We are currently living with 4 dogs and 1 cat. My wife and I are researching the idea of a Dairy Goat. I had 3 when I was growing up and enjoyed the fresh milk.


----------



## Georgina

Aww, that would be cool! My nextdoor neighbour has two pygmy goats, they're so funny!! They get into our garden sometimes and eat all the plants though  LOL! They also have a shetland pony and three sheep so it's like living next to a farm. I love them!


----------



## jeepsterwannabe

Georgina,
I adore goats, always have, they are so fun and the babies make me jealous, with all the bouncing and carefree living....

http://www.youtube.com/watch?v=f0Y-SvS9kwo&feature=related


----------



## Lovebirds

Check this one out. I hate it when YouTube videos are posted. I always wind up looking at a dozen more videos...............


http://www.youtube.com/watch?v=nP5QXPZD6HE


----------



## Georgina

Awwwwwwww!!! Those videos are both so cute!! I ended up watching loads of them too! This goat chat has reminded me of some photo's I took at Birdworld........

Here's a baby goat...

By georgefryer

And here he is again.....

By georgefryer

And here's me trying to steal the baby goat................................ 

By georgefryer


----------



## Lovebirds

Georgina said:


> Awwwwwwww!!! Those videos are both so cute!! I ended up watching loads of them too! This goat chat has reminded me of some photo's I took at Birdworld........
> 
> And here's me trying to steal the baby goat................................
> 
> By georgefryer


OH, he's cute.

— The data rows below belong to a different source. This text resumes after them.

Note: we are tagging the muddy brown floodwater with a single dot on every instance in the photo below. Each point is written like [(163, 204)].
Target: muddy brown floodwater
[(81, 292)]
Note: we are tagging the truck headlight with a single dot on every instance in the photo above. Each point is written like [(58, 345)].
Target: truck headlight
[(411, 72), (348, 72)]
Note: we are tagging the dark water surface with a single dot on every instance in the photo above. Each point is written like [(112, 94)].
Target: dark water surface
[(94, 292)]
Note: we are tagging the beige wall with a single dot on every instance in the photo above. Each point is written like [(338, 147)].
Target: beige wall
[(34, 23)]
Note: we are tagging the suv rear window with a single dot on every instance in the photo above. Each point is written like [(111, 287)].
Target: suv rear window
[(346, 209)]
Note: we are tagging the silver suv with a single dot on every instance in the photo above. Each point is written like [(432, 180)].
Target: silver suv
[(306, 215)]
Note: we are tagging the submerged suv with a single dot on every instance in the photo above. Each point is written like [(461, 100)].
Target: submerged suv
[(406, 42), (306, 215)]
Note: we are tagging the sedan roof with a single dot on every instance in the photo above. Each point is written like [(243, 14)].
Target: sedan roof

So, were you able to sneak him out and take him home??? LOL


----------



## Noisy_minor

goat are pretty fun, my school had a farm and i used to take the babies home on week ends, and holidays to bottle feed them, was heaps of fun. just dont get a billy they like to urinate on there beards apparently the girls think its a lovly smell. lets just say you will smell a male goat before you see him.

ive put up some more pics in my album of some of my pets if yas wanna check em out


----------



## Georgina

Lol, no I didn't sneak him out!! I was tempted though. I made a mental note to myself to wear a bigger coat next time to sneak one out in!!  There were a couple of little kids watching and they started trying to pick the goat up after I'd put it down!! OOPS!!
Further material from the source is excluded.